L1.1 — Machine learning in 30 minutes (Theory, ~30 min, mandatory)
L1.2 — Neural networks and deep learning (Theory, ~30 min, mandatory)
L1.3 — LLMs explained: tokens, embeddings, transformers, decoding (Theory, ~35 min, mandatory)
L1.4 — The modern AI pipeline (Theory, ~25 min, mandatory)
L1.5 — Where attacks happen at each pipeline stage (Theory, ~20 min, mandatory)
L1.6 — (Lab) Run an LLM locally vs via API; inspect a model card (~35 min, mandatory)
L1.7 — (Lab) Build a tiny RAG system from scratch (~50 min, mandatory)
L1.8 — (Lab, optional) Fine-tune a small model with LoRA (~75 min, optional)
Quiz — 12 questions, mix of multiple choice and short scenario (~10 min, mandatory)
Summary — bridge to Module 2 (~3 min, mandatory)

Why this module exists¶

Security engineers can defend HTTP without knowing how a NIC works, but they can't defend an LLM without knowing what a token is. The reason is that almost every LLM attack — prompt injection, jailbreaks, extraction, evasion, supply-chain — exploits something specific about how the model was built, trained, or deployed, not a generic protocol bug. If you don't know the parts, you can't reason about which parts are exposed.

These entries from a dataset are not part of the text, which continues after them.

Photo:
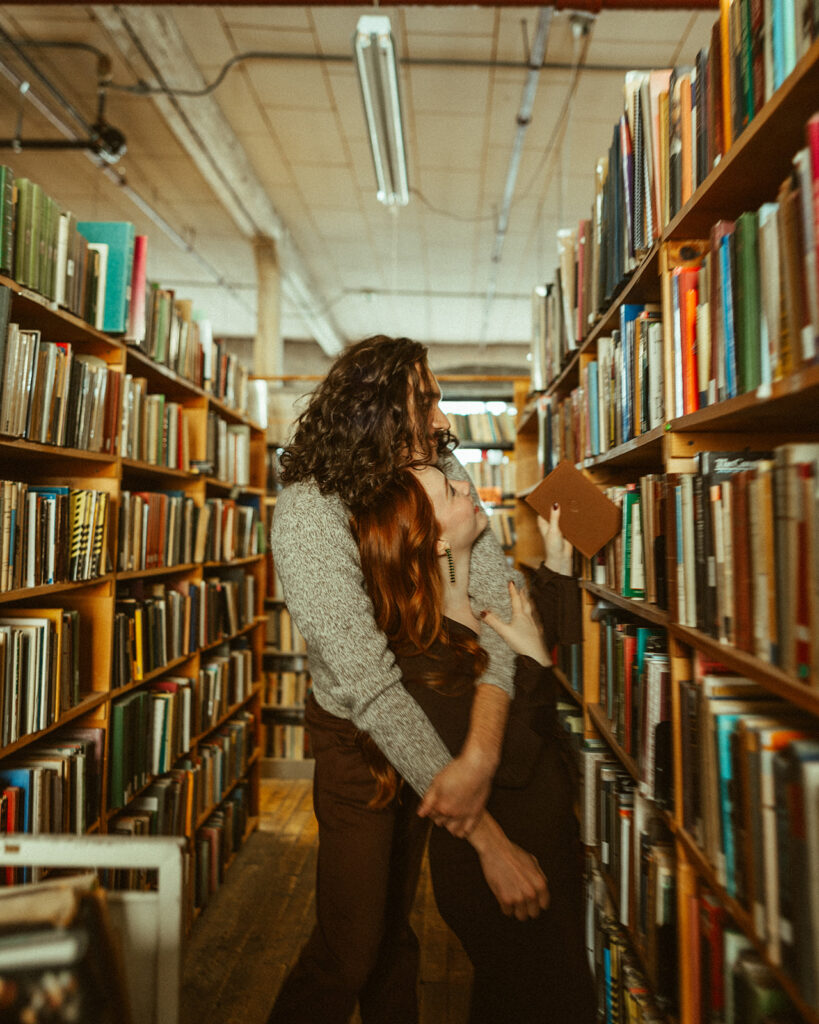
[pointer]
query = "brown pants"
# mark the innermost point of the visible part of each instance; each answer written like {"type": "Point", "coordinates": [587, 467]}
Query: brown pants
{"type": "Point", "coordinates": [361, 948]}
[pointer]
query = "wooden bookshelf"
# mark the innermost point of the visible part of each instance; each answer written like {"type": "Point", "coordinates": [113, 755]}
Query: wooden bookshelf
{"type": "Point", "coordinates": [33, 462]}
{"type": "Point", "coordinates": [782, 412]}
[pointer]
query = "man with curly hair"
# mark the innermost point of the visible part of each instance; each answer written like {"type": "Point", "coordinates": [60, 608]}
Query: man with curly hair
{"type": "Point", "coordinates": [376, 413]}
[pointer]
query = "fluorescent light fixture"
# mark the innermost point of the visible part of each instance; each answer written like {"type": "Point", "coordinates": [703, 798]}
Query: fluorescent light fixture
{"type": "Point", "coordinates": [378, 75]}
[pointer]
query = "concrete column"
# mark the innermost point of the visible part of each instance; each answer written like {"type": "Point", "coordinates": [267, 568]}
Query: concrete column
{"type": "Point", "coordinates": [268, 347]}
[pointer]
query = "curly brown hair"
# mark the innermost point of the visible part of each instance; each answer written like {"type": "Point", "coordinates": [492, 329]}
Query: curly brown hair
{"type": "Point", "coordinates": [365, 421]}
{"type": "Point", "coordinates": [396, 540]}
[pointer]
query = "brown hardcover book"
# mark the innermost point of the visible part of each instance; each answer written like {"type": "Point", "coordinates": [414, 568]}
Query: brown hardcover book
{"type": "Point", "coordinates": [588, 518]}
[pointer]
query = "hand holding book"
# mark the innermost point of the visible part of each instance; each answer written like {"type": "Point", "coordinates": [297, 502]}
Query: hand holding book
{"type": "Point", "coordinates": [557, 550]}
{"type": "Point", "coordinates": [588, 518]}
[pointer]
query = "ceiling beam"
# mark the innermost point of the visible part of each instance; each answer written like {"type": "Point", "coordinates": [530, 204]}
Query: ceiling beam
{"type": "Point", "coordinates": [152, 43]}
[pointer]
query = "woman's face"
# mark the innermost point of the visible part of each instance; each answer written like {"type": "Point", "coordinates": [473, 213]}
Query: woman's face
{"type": "Point", "coordinates": [461, 521]}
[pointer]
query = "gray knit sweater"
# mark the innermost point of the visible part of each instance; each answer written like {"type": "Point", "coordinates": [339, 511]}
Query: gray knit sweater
{"type": "Point", "coordinates": [353, 671]}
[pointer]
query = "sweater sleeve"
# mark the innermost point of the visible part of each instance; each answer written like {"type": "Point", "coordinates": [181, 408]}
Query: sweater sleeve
{"type": "Point", "coordinates": [354, 671]}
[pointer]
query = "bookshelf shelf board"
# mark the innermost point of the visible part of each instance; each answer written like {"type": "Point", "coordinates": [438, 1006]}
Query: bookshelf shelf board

This module is the absolute minimum AI/ML literacy required to do the rest of the course honestly. We are not training ML researchers. We are training people who can look at a chatbot architecture diagram and say, "the retrieval step is your indirect prompt-injection vector, the fine-tune dataset is your backdoor vector, and the tool-call layer is your agent-escape vector" — and back each claim with a defense.

The two mandatory labs ship the artifact that drives the rest of the course: the Module-1 RAG app. You build it here, you attack it in Module 3, you defend it in Module 7, and you sign off on a launch checklist for it in Module 8.

What's next¶

Module 2 — AI Security Foundations for ML Engineers. With the AI substrate now under your belt, Module 2 layers the security framing: threat modeling for AI, the AI attack surface, MITRE ATLAS deep dive, OWASP LLM Top 10 walk-through, and just enough NIST AI RMF + EU AI Act to inform engineering decisions.